O governo vem a público explicar que o reajuste de 0,1% oferecido ao funcionalismo público em 2005 constitui, na verdade, uma mera formalidade. Esquece-se que essa formalidade atinge milhares de servidores e suas famílias, com drásticas repercussões em seus orçamentos. Essa proposta que para muitos de nós é uma afronta revela a inexistência de uma política de pessoal por parte do governo, uma vez que toda a sua atenção continua voltada para a geração de superávit primário. De acordo com matéria publicada ontem no jornal Correio Braziliense, sob o título “Governo em marcha lenta”, até o dia 10 de maio o governo havia executado apenas 1,1% do Orçamento da União para 2005. Em valores, foram pagos apenas R$ 255 milhões dos R$ 21,6 bilhões previstos para investimentos na Lei Orçamentária aprovada pelo Congresso Nacional.

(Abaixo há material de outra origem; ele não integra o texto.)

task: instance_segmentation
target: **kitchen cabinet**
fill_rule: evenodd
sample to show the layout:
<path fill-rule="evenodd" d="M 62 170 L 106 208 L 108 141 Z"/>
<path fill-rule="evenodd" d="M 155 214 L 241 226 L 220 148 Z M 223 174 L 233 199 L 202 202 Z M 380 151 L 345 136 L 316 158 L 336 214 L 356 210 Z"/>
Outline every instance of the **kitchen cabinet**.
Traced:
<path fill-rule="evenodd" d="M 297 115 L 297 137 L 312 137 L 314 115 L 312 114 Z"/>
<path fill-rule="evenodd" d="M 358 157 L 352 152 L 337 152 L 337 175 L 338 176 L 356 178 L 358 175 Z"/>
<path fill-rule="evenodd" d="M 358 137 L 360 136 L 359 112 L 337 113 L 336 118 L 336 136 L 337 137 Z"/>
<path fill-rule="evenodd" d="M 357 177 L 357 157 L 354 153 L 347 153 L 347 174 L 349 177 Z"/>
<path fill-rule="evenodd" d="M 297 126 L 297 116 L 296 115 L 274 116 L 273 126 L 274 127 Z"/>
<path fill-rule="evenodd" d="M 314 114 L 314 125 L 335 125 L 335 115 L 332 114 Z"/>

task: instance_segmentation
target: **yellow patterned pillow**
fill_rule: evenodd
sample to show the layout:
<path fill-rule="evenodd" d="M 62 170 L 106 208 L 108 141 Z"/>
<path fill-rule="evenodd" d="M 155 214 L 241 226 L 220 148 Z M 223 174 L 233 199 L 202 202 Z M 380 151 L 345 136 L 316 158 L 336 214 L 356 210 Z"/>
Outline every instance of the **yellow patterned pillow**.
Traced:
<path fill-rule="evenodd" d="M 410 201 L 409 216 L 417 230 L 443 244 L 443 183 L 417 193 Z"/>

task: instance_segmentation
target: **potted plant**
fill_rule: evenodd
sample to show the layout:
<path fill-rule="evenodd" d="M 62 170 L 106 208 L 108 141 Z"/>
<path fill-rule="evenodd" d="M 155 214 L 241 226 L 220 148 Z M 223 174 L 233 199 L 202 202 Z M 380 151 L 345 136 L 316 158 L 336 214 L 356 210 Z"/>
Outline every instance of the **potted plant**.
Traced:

Enquanto o funcionalismo se ressente da ausência de uma política de pessoal, com reajustes salariais, recomposição do poder aquisitivo perdido entre 1995 e 2004 – no caso dos AFRFs, fim do fosso salarial, aumento do valor pago a título de diárias, paridade entre tantas outras questões –, o setor financeiro anuncia recorde nos lucros, assim como mais recentemente as empresas brasileiras, que tiveram elevação dos lucros em 57%.

Na noite de ontem, foi realizada, na sede da Fenajufe, uma reunião do grupo de trabalho da bancada sindical para discutir a apresentação de emenda à LDO-2006, de modo a garantir espaço para a discussão de um reajuste linear para os servidores públicos no próximo ano. Discutiu-se também a possibilidade de apresentação de um projeto de lei ainda em 2005, visando à utilização dos recursos orçamentários disponíveis no atual Orçamento. Participaram da reunião a presidente do Unafisco, Maria Lucia Fattorelli e o diretor-adjunto de Assuntos Parlamentares, Agnaldo Néri.

Sabemos que no interior do Estado brasileiro continua sendo travada uma acirrada disputa entre os mais diversos grupos para elevar o seu quinhão na distribuição da renda do Estado, que deveria ser isonomicamente distribuída entre os cidadãos, respeitando-se as diferenças entre os desiguais.

Os servidores públicos, os trabalhadores da iniciativa privada e a maior parte da sociedade brasileira representam o elo mais fraco dessa corrente, sem a necessária representatividade até mesmo no Legislativo brasileiro e nas demais instituições do Estado.

Não bastassem todas as dificuldades, temos no horizonte a PEC 369, da Reforma Sindical, que busca tirar direitos e, conseqüentemente, recursos, para distribuí-los de forma absolutamente injusta aos empregadores, sem nada razoável que possa justificar isso.

A Reforma Sindical representa a tentativa de minar a organização dos trabalhadores, única que tem sido capaz de resistir às ofensivas de grupos interessados em ganhar sempre mais, seja no âmbito nacional ou internacional. Nós, AFRFs, temos de estar conscientes da importância desse momento e trabalhar, em todas as esferas possíveis, para evitar uma reforma que prejudique a nossa organização.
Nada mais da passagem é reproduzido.